Joyce Maynard ist - ganz im Gegensatz zu Salinger - äußerst auskunftsfreudig. Sie schreibt über ihre Brustimplantate ebenso gerne wie über ihre Plazenta oder über ihre häuslichen Probleme, die sie via Internet verbreitet. "Der Spiegel" meint, es gebe gute Gründe, diese umtriebige Dame, die schon immer ganz groß rauskommen wollte, "niemals ins Haus zu lassen". Ihr jüngstes Buch ist umstritten. Die einen beurteilen es als wichtigtuerische Indiskretion, andere sehen Parallelen zur Affäre Clinton/Lewinsky. Die Wertungen reichen von "schamlos" bis "genial". Die Diskussion hält an, das letzte Wort ist noch lange nicht gesprochen. Über kurz oder lang wird sich Hollywood der Sache annehmen. Quentin Tarantino könnte daraus die Geschichte einer schaurig schönen Obsession stricken. Wie oft rettet der Film einen sauren Stoff!
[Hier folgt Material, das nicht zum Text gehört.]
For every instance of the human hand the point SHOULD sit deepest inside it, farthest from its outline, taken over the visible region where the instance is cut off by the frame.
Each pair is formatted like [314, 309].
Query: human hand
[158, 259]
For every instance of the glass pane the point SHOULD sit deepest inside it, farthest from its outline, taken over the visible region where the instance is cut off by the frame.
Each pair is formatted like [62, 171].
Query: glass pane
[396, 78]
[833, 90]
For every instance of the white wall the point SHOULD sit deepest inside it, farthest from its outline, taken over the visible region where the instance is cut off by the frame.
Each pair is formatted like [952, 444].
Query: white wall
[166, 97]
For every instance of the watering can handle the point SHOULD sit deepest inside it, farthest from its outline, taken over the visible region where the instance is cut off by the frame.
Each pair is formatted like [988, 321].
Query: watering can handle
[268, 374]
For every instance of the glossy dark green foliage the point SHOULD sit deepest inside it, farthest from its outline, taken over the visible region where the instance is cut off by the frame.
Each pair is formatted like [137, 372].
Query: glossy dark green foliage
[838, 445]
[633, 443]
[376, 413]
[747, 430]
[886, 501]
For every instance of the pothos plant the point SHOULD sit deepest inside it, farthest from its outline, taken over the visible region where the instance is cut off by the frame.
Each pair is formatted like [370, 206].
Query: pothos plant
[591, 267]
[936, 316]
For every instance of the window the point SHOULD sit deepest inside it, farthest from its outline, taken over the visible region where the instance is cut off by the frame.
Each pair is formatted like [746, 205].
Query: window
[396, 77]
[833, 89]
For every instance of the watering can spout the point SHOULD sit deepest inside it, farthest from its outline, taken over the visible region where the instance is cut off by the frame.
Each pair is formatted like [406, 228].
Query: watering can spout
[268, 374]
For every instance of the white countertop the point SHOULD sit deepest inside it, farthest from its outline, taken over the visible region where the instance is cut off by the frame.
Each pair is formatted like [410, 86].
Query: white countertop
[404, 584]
Längst ist Salinger als Person Gegenstand der Literatur geworden, sei es in Form einer akustischen Holographie wie in dem Hörspiel "Die zwei Körper eines Dichters" von Denis Scheck, sei es in Form einer Sammlung von Briefen. "Letters to J. D. Salinger", herausgegeben von Chris Kubica, einem jungen Autor aus Chicago, sammelt Äußerungen von Schriftstellern wie Paul Auster, Margaret Atwood oder Nicholson Baker, aber auch von Lesern, Kritikern, Wissenschaftlern, Politikern mit Fragen, Kommentaren, Geschichten, Anekdoten. Kubica weiß, daß sein Buch Salinger nicht gefallen wird, aber, so sagt der Herausgeber, es sei ja ohnehin nicht für ihn bestimmt. Einen Verlag hat er noch nicht dafür gefunden. Dafür wirbt er umso fleißiger im Internet.

Eine der liebenswertesten und originellsten Möglichkeiten, den legendenumrankten Schriftsteller doch noch aus seinem Versteck zu holen, hat sich der kanadische Schriftsteller W. P. Kinsella ausgedacht. In seinem Roman "Shoeless Joe", der unter dem Titel "Field of Dreams" auf bezaubernde Weise mit Kevin Costner verfilmt wurde, wird Salinger schlichtweg entführt. "The Rapture of J. D. Salinger" ist das letzte fulminante, nur wenige Seiten umfassende Kapitel eines Romanes, in dem es hauptsächlich um die Frage geht, ob es eine zweite Chance gibt im Leben. Das mag deutsche Leser zunächst verwundern, aber der amerikanische Titel von Salingers Roman um Holden Caulfield ist nichts weiter als ein Verweis auf den Catcher, also den Fänger im Baseball. Die Verfilmung mußte freilich unter anderem auch aus juristischen Gründen vom Roman abweichen. Die Person Salingers wurde durch einen fiktiven schwarzen 68er - Guru ersetzt, den James Earl Jones zärtlich - mürrisch darstellt. Die Entführungsszene gehört zu den Höhepunkten dieses Films. Und wenig später verschwindet diese Figur für immer: diesmal in einem mannshohen Maisfeld irgendwo in Iowa, unsichtbar, der Medienmaschinerie entrückt und dennoch aufbewahrt im kollektiven Gedächtnis seiner Zeit.